Water scarcity is one of the most critical issues facing the world today, with over two billion people struggling to access clean water.
As climate change and population growth intensify the demand for freshwater, scientists are exploring new solutions.
Desalination, the process of removing salt from seawater, is emerging as a promising way to meet this need.
However, current desalination methods produce large amounts of brine—a salty waste product that harms the environment and is costly to dispose of.
In fact, around 141.5 million cubic meters of brine are discharged from desalination plants every day.
To address this challenge, a research team led by Associate Professor Masatoshi Kondo from the Institute of Science Tokyo in Japan has developed a groundbreaking approach.
Their new method uses liquid metal tin to purify water and recover valuable metals from desalination brine.
The findings were recently published in Water Reuse.
The team’s innovative technology works by spraying brine onto the surface of liquid tin heated to 300°C.
When the brine touches the hot metal, freshwater instantly evaporates and is collected as distilled water. Meanwhile, important minerals such as sodium, magnesium, calcium, and potassium are left behind in the tin. This not only purifies water but also turns waste into a resource.

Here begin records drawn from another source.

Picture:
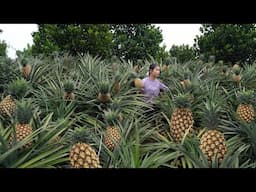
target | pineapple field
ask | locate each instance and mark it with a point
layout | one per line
(63, 111)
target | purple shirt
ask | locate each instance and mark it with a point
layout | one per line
(152, 88)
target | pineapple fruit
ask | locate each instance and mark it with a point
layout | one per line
(235, 66)
(104, 94)
(185, 83)
(82, 155)
(212, 142)
(68, 91)
(236, 77)
(245, 110)
(17, 90)
(26, 69)
(22, 128)
(138, 83)
(112, 135)
(182, 118)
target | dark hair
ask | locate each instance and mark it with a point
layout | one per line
(152, 67)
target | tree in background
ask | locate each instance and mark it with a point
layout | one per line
(183, 53)
(228, 42)
(136, 41)
(95, 39)
(3, 47)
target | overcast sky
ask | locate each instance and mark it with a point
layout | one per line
(17, 36)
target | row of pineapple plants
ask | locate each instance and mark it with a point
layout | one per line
(94, 93)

Dr. Kondo explains that this process can be powered by concentrated solar energy, making it both energy-efficient and sustainable.
Unlike traditional desalination methods, which require large amounts of electricity, this new technology relies mostly on heat. This makes it cheaper and more eco-friendly, opening up possibilities for large-scale desalination without the environmental downsides.
The researchers also developed a method for separating the metals after they are absorbed by the liquid tin.
As the tin cools slowly, different metals solidify at different temperatures. Potassium is recovered first, followed by sodium, calcium, and finally magnesium. This step-by-step process allows for targeted recovery of each mineral, adding economic value to what was previously just waste.
One of the most exciting aspects of this technology is its versatility. Dr. Kondo notes that it can also purify groundwater contaminated with arsenic—a major problem in countries like Bangladesh, India, and Vietnam. This means the same method could be used to solve multiple water challenges across the globe.
This innovative use of liquid metal tin could transform desalination and groundwater treatment, turning environmental problems into valuable opportunities.
With its sustainable energy requirements and minimal waste production, this method could help communities around the world access clean water while also recovering important minerals from seawater.